True enough. About 14,305 megawatts (MW) of gas-fuelled power projects, or more than half the installed capacity of 24,150MW, does not have access to domestic supply of gas. The rest work at a low plant load factor—a measure of average capacity utilization—due to limited domestic gas supply.

“We have an unprecedented situation with respect to power projects that are completed but stalled or being partially used due to lack of long-term contracts and depressed short-term rates. There are projects that have contracts and access to fuel but are stuck for transmission corridors," said Debasish Mishra, senior director, consulting, Deloitte Touche Tohmatsu India Pvt. Ltd.

“It’s a learning for the country," Rao said.

Survival strategy

In an attempt to pare its debt, Lanco Infratech has sold some of its assets to billionaire entrepreneur Gautam Adani and Hyderabad-based Greenko Energies Pvt. Ltd. Among them are the 1200MW Udupi power project, 70MW Budhil hydropower project and two smaller plants of 5MW each. It raised 6,300 crore from the Udupi sale and €77 million from Greenko. The sales came in the wake of a corporate debt restructuring agreement that the company entered into with its creditors.

More sales could be on the cards, including that of a 35MW solar project in Gujarat. The company is currently looking for a buyer.

“Asset sales will happen once we complete the projects," Rao said, adding that the company was evaluating its existing portfolio “but is yet to take a call" on what will be put on the block.

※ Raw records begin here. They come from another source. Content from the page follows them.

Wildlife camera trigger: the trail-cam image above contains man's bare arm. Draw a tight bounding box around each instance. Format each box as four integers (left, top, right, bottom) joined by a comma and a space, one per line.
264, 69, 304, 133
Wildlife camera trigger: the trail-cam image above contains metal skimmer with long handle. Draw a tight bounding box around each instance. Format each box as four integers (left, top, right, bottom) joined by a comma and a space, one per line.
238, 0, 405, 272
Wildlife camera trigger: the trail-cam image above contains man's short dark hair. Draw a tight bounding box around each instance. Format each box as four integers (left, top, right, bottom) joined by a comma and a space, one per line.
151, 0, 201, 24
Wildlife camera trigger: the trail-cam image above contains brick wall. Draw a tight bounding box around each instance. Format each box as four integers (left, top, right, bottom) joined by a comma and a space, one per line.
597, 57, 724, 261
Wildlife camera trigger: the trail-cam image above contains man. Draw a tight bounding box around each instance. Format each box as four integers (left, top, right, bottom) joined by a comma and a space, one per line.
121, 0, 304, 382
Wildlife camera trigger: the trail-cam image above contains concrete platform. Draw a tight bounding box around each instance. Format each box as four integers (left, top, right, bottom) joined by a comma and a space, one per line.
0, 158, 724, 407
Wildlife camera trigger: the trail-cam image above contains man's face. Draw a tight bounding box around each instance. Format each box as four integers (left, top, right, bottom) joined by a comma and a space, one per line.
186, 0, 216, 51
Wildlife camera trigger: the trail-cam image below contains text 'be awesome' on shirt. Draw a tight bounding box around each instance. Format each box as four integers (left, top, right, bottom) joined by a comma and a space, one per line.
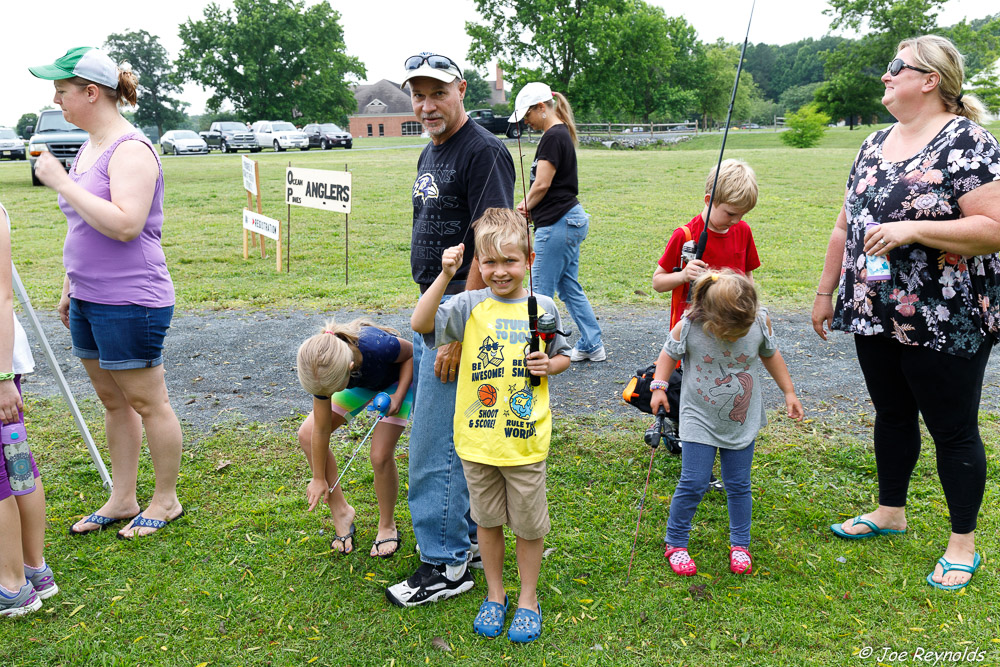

The sales apart, Lanco is hopeful of a revival in the Indian power sector, given the National Democratic Alliance government’s promise to supply 24-hour power to all households in a chronically power-short country. Around 280 million Indians lack access to electricity in a country where per capita electricity consumption is one-fourth the global average.

“We believe there is a tremendous opportunity in the country, especially under the current leadership. It may not happen now because of so many issues but it will happen, probably 24 months from today. We are getting the organization ready for that opportunity," Rao said.

That includes completing projects under construction—3,960MW of coal-based power plants.

The government, too, is stepping in and offering liquefied natural gas to gas-based power plants at subsidized rates as part of a bailout package for the sector.

The perception problem persists.

R.S. Sharma, former chairman and managing director of state-owned NTPC Ltd, said, “Any company which creates an asset should be able to run it. If you create an asset and decide to sell it, then there are some fundamental issues. While they (Lanco) are better at project execution, from the asset management point of view, their capability to retain employees is on the lower side."

Lanco has slashed its employee strength from a high of 7,000 employees in 2011 to around 4,000 now.

“Long-term survival then becomes a challenge in the absence of talented employees. Any business shouldn’t lay off employees. Business is a cycle. This is the worst strategy for any organization," said Sharma, who was also the managing director of Jindal Power Ltd.

Analysts aren’t convinced either. “The company has received initial support from lenders towards cost escalation in three under-construction thermal power projects... However, securing the balance PPAs will be critical for these projects," Edelweiss Securities Ltd wrote in a 30 May report.

In what sums up Lanco’s future strategy of caution, Rao, who ushered in the era of low tariff bids by quoting 1.19 per unit for the Sasan project in 2006 that Lanco won before it was revoked, admitted, “Today, regulated tariff is the best tariff because there is no risk in that."

“It’s good we didn’t get Sasan," Rao said, adding that he wouldn’t be quoting anything less than 2.50 as his fixed cost, in comparison with the 90 paise fixed cost per unit quoted for Sasan.

The years seem to have taken their toll.

This is the third in a series that looks at four infrastructure companies weighed down by debt that they are struggling to repay.